La letteratura catalana sará invitata alla piú importante fiera litteraria dei paesi nordici

La letteratura catalana é fortunata, sará invitata all'edizione del 2014 della Fiera di Göteborg, la mostra letteraria piú importante dei paesi nordici. La stessa settimana che inizia la Fiera del Libro a Parigi, alla quale Barcellona é l'invitata d'onore, la letteratura ha giá un nuovo appuntamento sul calendario.
Sotto l'ombrello di Voices from Catalonia, otto scrittori della lingua catalana tradotti allo svedese o altre lingue nordiche parteciperanno alla Fiera di Göteborg. Con lo sguardo verso al 2015, l'Istituto Ramon Llull stá lavorando perché la letteratura con illustrazioni infantili e giovanili sia l'invitata di onore alla Fiera del Libro infantile e Giovanile di Bologna.
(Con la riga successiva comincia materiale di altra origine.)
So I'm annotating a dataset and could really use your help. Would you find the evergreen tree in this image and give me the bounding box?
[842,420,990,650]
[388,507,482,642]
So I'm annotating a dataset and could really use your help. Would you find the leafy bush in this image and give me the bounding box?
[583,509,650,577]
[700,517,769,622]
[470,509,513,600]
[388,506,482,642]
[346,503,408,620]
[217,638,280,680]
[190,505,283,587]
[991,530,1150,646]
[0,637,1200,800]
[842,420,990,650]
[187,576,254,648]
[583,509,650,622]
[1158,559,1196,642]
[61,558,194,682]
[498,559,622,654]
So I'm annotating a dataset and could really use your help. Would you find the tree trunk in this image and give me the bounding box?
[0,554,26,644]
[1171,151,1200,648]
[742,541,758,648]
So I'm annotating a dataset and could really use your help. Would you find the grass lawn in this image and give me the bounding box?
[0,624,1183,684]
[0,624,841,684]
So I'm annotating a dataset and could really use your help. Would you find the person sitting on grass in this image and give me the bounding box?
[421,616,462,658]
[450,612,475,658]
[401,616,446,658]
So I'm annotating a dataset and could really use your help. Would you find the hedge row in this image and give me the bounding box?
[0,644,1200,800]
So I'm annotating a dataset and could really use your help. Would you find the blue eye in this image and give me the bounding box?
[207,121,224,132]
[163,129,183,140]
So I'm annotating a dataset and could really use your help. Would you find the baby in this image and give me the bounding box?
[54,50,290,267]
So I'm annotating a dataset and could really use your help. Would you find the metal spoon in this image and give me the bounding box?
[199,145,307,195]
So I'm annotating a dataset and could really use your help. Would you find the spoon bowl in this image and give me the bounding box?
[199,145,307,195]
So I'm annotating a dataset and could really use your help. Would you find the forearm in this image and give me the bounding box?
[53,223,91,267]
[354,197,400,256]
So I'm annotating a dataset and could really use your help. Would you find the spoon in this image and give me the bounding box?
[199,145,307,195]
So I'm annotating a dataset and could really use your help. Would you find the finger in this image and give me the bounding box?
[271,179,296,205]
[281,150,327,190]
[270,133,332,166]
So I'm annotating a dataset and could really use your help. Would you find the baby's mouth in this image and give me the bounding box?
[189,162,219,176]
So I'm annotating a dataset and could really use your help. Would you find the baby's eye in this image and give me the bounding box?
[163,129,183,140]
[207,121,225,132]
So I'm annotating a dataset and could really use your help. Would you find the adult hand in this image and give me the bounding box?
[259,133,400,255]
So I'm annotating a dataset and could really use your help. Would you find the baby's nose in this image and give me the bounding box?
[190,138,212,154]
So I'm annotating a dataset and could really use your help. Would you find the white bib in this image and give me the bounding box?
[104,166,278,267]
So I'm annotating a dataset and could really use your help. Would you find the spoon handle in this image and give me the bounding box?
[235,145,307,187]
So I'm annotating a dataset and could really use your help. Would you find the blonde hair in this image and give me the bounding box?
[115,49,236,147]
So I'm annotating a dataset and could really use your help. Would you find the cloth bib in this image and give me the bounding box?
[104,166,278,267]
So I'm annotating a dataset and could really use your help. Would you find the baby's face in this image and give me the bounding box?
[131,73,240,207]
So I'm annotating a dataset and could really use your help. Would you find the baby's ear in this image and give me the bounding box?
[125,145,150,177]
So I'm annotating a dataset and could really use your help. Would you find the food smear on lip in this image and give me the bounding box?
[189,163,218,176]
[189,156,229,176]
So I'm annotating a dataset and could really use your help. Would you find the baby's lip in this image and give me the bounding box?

Il vice direttore dell'Istituto Ramon Llull (IRL), Àlex Susanna, ha annunciato che stanno lavorando per raggiungere un'invito annuale a qualcuna delle grandi fiere Letterarie, per ottenere una visualizzazione efficace del patrimonio letterario passato e presente della Catalogna, che possiede un grande potenziale.
Il 2012, la letteratura catalana fu l'invitata di onore nel Salone del Libro del Quebec, il 2013 a Parigi, e posteriormente, sará a Göteborg.
Con l'obbiettivo di preparare l'appuntamento, il prossimo giugno otto editori e traduttori svedesi visiteranno Barcellona per prendere contatto con editoriali, agenti, autori e critici letterari per fare una immersione nella letteratura catalana e fare le loro scommesse con lo sguardo sul 2014. In questa occasione, sará soltanto per scrittori in lingua catalana. Per Susanna é essenziale che gli autori catalani siano conosciuti nei paesi nordici, soprattutto in Svezia.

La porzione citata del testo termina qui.